Sets

A set is an unordered collection of unique elements in Python. Sets are one of Python’s built-in data structures and are particularly useful when you need to ensure that all elements in a collection are distinct or when you need to perform mathematical set operations like unions, intersections, and differences.

Creating Sets

There are several ways to create a set in Python:

1. Using Curly Braces {}

# Creating a set with curly braces
fruits = {"apple", "banana", "cherry"}
print(fruits)  # Output might be: {'cherry', 'banana', 'apple'}

2. Using the set() Constructor

# Creating a set from a list
colors = set(["red", "green", "blue"])
print(colors)  # Output might be: {'blue', 'green', 'red'}

# Creating a set from a string
letters = set("hello")
print(letters)  # Output: {'h', 'e', 'l', 'o'} (note only unique letters)

3. Creating an Empty Set

# Empty set (must use the constructor, as {} creates an empty dictionary)
empty_set = set()
print(empty_set)  # Output: set()
print(type(empty_set))  # Output: <class 'set'>

# This creates an empty dictionary, not a set
empty_dict = {}
print(type(empty_dict))  # Output: <class 'dict'>

Important: You cannot create an empty set using just curly braces {}. This syntax creates an empty dictionary. To create an empty set, you must use the set() constructor.
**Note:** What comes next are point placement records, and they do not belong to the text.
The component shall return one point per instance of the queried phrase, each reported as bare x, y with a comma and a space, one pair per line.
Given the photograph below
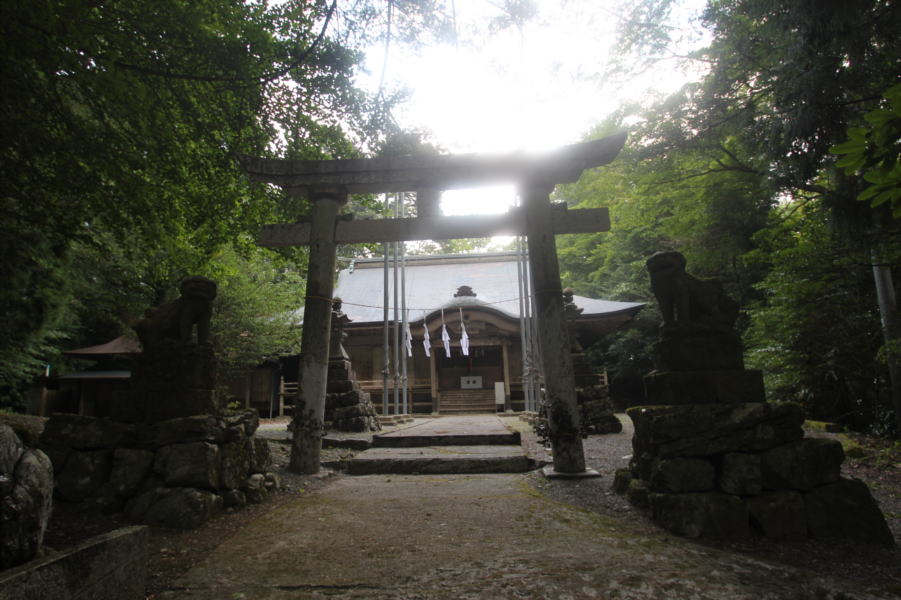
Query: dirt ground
877, 462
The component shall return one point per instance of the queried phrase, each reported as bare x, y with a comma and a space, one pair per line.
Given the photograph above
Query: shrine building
483, 288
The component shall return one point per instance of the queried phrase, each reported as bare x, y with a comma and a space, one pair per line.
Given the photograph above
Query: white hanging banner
445, 336
464, 338
408, 339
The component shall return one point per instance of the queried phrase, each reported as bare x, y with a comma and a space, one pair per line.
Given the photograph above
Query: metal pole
385, 363
522, 321
396, 320
403, 308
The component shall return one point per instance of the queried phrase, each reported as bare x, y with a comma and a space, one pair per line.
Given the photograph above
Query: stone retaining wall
112, 566
174, 473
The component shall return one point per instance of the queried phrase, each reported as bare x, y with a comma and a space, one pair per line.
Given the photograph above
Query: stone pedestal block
682, 475
26, 496
178, 508
846, 510
84, 433
339, 369
84, 473
740, 474
708, 429
709, 515
130, 467
341, 386
779, 515
195, 428
235, 463
181, 403
698, 349
704, 387
196, 464
174, 364
802, 465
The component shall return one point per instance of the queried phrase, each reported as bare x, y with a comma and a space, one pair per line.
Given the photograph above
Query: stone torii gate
327, 184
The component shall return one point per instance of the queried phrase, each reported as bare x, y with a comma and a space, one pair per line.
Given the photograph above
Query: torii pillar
306, 443
559, 380
327, 183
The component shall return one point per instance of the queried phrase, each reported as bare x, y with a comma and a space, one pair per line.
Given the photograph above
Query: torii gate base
327, 184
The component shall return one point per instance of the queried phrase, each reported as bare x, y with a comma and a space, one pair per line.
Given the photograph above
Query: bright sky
504, 92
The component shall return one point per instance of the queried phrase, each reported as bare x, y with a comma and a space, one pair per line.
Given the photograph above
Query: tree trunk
891, 330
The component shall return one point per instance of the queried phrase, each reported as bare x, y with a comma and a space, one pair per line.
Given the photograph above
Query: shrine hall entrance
466, 384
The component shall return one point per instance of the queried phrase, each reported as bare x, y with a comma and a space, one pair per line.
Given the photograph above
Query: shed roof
120, 345
432, 281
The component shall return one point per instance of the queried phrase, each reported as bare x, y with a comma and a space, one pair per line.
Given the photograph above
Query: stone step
468, 411
440, 460
449, 439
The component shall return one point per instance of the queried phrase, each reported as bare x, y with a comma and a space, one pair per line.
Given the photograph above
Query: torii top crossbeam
412, 173
328, 182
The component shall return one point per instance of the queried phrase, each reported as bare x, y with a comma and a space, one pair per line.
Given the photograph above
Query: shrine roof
432, 281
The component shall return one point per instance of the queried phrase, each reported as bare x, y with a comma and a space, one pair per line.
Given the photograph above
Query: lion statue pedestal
710, 457
176, 376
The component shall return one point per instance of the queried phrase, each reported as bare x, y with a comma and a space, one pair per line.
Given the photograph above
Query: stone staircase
459, 444
460, 402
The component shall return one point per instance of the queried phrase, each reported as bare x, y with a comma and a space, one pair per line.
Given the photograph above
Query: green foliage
874, 152
815, 330
687, 201
255, 312
121, 126
705, 169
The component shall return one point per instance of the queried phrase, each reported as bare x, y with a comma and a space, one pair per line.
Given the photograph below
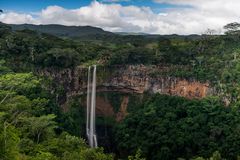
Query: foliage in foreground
28, 130
171, 127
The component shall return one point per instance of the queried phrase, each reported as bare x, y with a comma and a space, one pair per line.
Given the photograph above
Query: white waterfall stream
91, 107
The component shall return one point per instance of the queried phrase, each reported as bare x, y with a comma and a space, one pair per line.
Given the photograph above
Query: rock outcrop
126, 79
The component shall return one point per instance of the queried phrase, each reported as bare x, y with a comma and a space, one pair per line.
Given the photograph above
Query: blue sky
149, 16
37, 5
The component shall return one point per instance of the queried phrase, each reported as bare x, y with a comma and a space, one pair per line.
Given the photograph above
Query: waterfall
91, 107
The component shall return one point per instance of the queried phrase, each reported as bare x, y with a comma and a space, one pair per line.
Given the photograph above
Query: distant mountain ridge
63, 31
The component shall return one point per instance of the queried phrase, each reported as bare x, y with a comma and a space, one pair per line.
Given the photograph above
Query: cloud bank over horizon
194, 17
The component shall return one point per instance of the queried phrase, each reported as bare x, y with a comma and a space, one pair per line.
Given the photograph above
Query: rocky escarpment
127, 79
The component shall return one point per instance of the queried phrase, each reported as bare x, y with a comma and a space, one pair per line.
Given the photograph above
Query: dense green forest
34, 126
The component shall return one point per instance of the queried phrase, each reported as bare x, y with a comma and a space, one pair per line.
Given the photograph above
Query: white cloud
201, 15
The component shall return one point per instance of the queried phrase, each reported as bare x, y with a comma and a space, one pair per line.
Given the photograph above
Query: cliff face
126, 79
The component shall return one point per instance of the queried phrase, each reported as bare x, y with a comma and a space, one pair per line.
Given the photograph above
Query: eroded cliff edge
126, 79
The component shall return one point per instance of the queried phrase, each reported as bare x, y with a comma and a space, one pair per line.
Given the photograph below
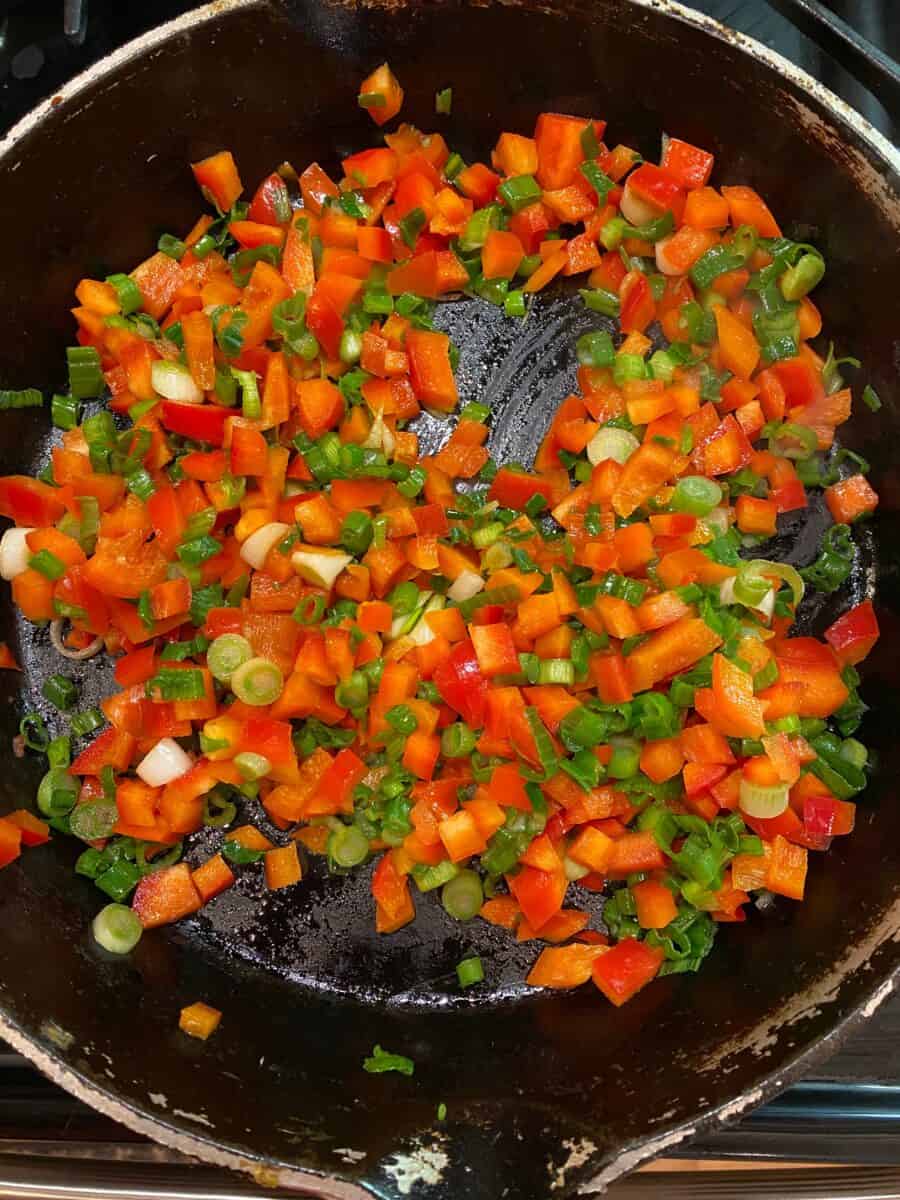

Key Characteristics of Sets

  1. Unordered: Elements in a set have no specific order. You cannot access elements by index or key.
  2. Unique Elements: Sets automatically remove duplicates. Each element can appear only once.
  3. Mutable: You can add or remove elements from a set after it’s created.
  4. Heterogeneous: Sets can contain elements of different data types.
  5. Hashable Elements: Set elements must be hashable (immutable) data types like numbers, strings, or tuples. Lists, dictionaries, and other sets cannot be elements of a set.
# Demonstrating uniqueness
numbers = {1, 2, 3, 2, 1, 4, 5}
print(numbers)  # Output: {1, 2, 3, 4, 5} (duplicates are removed)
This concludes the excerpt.